La stella è il play Mattia Venucci, non solo uomo da 15.6 punti di media ma anche secondo del girone per recuperi (1.9) e terzo per falli subiti (6.8). Lui e il 38enne Mario Gigena sono uomini da 11 tiri di media a testa, e la terza punta è la 23enne guardia Davide Liberati, che col 42% è stato il miglior tiratore da tre del girone. Alle loro spalle i 19enni Granchi e Orsini si dividono una ventina di minuti di impiego, quanti ne gioca da solo il quasi coetaneo Tommaso Sollitto, perché quando Gigena riposa si va volentieri anche coi tre piccoli. Ma quando in campo c'è lui, il tasso di fisicità è di primo livello visti i corpaccioni a disposizione. A partire dal 18enne lungo Jacopo Lucarelli, 22' di media e uomo da 57% da due, che comunque un paio di tiri da tre a partita li tenta. Si divide i minuti del reparto lunghi col 28enne 207cm Edoardo Persico e con gli altri: il 20enne Giorgio Artioli e il 25enne Luca Malfatti, che fanno turnover col 17enne senegalese di 2.05 Thiam.

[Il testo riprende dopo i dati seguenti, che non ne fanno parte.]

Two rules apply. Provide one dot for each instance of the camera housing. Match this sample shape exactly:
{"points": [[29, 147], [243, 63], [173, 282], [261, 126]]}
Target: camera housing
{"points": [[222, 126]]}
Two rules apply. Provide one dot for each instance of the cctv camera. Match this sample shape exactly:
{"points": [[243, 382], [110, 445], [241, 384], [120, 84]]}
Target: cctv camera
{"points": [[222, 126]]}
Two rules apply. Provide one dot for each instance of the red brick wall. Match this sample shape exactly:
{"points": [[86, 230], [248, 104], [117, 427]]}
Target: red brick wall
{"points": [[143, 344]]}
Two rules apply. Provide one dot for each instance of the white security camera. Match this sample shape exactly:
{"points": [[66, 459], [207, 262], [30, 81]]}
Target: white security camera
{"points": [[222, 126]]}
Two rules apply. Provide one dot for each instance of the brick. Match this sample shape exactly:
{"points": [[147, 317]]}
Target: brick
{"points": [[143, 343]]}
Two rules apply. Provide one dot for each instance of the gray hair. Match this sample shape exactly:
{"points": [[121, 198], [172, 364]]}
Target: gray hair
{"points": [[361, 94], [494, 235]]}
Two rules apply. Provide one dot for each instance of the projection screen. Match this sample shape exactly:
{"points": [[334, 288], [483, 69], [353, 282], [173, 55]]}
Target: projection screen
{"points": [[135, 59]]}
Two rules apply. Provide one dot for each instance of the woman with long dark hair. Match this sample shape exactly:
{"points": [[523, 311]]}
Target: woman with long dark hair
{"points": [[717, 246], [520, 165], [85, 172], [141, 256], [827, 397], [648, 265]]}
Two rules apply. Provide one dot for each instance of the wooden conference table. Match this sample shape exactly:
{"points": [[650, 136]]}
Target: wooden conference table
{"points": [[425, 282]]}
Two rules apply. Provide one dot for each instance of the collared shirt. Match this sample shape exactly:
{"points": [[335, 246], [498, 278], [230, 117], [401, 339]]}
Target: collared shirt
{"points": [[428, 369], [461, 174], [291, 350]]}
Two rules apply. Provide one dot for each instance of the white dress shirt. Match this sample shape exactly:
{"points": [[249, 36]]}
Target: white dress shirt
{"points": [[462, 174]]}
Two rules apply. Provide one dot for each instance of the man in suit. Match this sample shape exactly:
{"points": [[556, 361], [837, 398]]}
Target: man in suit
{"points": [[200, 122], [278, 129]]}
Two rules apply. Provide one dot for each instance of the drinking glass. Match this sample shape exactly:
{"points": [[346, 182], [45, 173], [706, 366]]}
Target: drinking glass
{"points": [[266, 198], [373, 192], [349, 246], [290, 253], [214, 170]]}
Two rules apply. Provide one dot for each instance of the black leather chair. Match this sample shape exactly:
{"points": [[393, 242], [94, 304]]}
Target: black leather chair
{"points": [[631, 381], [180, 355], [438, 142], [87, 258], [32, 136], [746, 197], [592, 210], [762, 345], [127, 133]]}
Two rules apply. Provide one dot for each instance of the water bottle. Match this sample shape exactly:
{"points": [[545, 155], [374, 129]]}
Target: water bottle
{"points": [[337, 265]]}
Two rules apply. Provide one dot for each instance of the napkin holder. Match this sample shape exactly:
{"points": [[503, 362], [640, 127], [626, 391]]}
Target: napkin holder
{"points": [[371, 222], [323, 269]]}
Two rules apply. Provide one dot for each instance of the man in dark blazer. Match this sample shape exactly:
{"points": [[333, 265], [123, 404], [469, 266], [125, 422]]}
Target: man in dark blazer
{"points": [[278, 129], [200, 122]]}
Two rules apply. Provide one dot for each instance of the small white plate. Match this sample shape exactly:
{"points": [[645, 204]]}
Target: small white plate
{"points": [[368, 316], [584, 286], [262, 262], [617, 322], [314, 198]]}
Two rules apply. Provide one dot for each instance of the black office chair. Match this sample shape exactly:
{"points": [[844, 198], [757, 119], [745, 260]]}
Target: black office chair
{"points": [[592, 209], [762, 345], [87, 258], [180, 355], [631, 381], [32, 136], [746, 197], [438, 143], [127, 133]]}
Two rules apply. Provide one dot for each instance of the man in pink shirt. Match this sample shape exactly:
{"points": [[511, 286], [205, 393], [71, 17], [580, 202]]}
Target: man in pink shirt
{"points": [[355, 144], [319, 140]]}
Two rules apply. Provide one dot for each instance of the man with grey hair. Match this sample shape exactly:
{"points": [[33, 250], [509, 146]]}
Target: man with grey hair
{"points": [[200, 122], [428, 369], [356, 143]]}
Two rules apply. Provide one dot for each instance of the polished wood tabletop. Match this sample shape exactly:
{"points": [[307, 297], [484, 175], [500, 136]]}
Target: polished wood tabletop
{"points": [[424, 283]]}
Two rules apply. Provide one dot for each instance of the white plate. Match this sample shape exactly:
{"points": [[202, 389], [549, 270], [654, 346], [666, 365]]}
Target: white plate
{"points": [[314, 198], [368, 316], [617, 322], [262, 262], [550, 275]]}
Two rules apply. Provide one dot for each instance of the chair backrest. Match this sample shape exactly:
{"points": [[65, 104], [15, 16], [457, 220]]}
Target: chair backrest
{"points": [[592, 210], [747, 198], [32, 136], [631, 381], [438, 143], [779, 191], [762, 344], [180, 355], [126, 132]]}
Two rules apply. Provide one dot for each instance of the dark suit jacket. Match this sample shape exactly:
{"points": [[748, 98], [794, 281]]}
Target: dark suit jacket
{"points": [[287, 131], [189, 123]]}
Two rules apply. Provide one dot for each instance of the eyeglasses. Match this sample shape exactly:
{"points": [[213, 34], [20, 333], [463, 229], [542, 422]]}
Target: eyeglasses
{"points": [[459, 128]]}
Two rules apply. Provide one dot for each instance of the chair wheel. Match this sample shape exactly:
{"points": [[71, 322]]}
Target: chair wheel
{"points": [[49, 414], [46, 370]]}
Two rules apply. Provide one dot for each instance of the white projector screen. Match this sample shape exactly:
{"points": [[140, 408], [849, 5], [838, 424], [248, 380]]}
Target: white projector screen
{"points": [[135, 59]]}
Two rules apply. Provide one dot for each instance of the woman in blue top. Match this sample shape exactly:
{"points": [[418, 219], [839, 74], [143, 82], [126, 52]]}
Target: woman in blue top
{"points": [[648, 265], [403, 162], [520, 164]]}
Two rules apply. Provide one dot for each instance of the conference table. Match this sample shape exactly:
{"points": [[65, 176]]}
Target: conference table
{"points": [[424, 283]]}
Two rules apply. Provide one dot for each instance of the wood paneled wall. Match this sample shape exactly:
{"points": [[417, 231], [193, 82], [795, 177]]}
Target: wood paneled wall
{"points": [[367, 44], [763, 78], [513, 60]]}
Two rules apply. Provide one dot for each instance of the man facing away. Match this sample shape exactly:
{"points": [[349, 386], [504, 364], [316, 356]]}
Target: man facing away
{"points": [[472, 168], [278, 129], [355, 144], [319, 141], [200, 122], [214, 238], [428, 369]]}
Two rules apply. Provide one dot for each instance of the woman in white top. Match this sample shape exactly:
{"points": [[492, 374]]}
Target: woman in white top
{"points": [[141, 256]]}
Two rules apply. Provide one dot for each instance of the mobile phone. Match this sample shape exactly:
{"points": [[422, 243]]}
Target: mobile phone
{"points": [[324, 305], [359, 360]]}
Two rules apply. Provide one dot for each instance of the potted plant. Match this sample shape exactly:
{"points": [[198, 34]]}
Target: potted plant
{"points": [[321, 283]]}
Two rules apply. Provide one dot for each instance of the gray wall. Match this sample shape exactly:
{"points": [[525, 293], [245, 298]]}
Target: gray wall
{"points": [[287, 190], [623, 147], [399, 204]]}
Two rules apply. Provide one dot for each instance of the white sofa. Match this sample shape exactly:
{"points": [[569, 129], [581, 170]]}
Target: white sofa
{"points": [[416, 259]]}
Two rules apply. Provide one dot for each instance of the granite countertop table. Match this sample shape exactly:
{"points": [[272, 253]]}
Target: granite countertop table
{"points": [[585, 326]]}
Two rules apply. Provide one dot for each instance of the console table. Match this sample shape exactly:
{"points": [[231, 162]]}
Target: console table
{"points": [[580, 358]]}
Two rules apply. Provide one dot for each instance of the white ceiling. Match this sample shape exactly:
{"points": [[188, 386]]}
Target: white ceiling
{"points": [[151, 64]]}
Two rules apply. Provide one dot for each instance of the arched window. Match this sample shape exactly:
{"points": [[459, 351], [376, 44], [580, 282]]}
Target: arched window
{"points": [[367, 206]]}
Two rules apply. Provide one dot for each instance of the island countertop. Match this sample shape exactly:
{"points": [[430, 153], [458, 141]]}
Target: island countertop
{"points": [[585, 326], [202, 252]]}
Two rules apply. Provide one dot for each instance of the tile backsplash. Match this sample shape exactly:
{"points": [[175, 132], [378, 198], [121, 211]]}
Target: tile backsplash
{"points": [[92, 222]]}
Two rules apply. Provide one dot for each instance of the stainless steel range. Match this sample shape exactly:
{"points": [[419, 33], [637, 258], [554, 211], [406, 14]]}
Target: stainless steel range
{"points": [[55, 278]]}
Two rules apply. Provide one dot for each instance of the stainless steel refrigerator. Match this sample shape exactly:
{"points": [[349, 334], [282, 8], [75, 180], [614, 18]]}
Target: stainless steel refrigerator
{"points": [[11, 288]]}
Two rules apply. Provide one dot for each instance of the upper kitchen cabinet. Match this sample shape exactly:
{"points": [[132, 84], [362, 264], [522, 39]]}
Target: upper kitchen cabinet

Livorno è stato il quarto attacco più prolifico del girone a 73.7 punti segnati di media, non necessariamente alzando il numero dei possessi, visto il modesto impatto a rimbalzo d'attacco e il non eccelso rapporto perse/recuperate. E' una squadra che va molto dentro, non tanto per approfittarne direttamente (modesto 47% da due), quanto per costruire buoni tiri da fuori (20.7 tiri da tre, solo la Mens Sana ne tira meno, ma col 34%, seconda migliore del girone dopo Cecina) e per conquistare falli. Il Don Bosco è infatti secondo solo a Cecina per falli subiti (22) e di fronte alla Mens Sana ultima per falli commessi sarà interessante vedere ribaltarsi i temi rispetto ai quarti con Piombino, quando era la squadra di Mecacci a cercare programmaticamente i falli subiti. Se fosse facile come un gioco da tavolo, sarebbe banale la strategia di contenere con la propria fisicità lasciando che Livorno tiri da sotto, viste anche le percentuali, piuttosto che spendere falli.
Tutto questo facendo lo sforzo di guardare solo a Livorno, senza interrogarsi se ci siano significati da dare e a cui dare importanza al rendimento altalenante della Mens Sana nella serie con Piombino. Lasciar parlare il campo è sempre più sensato.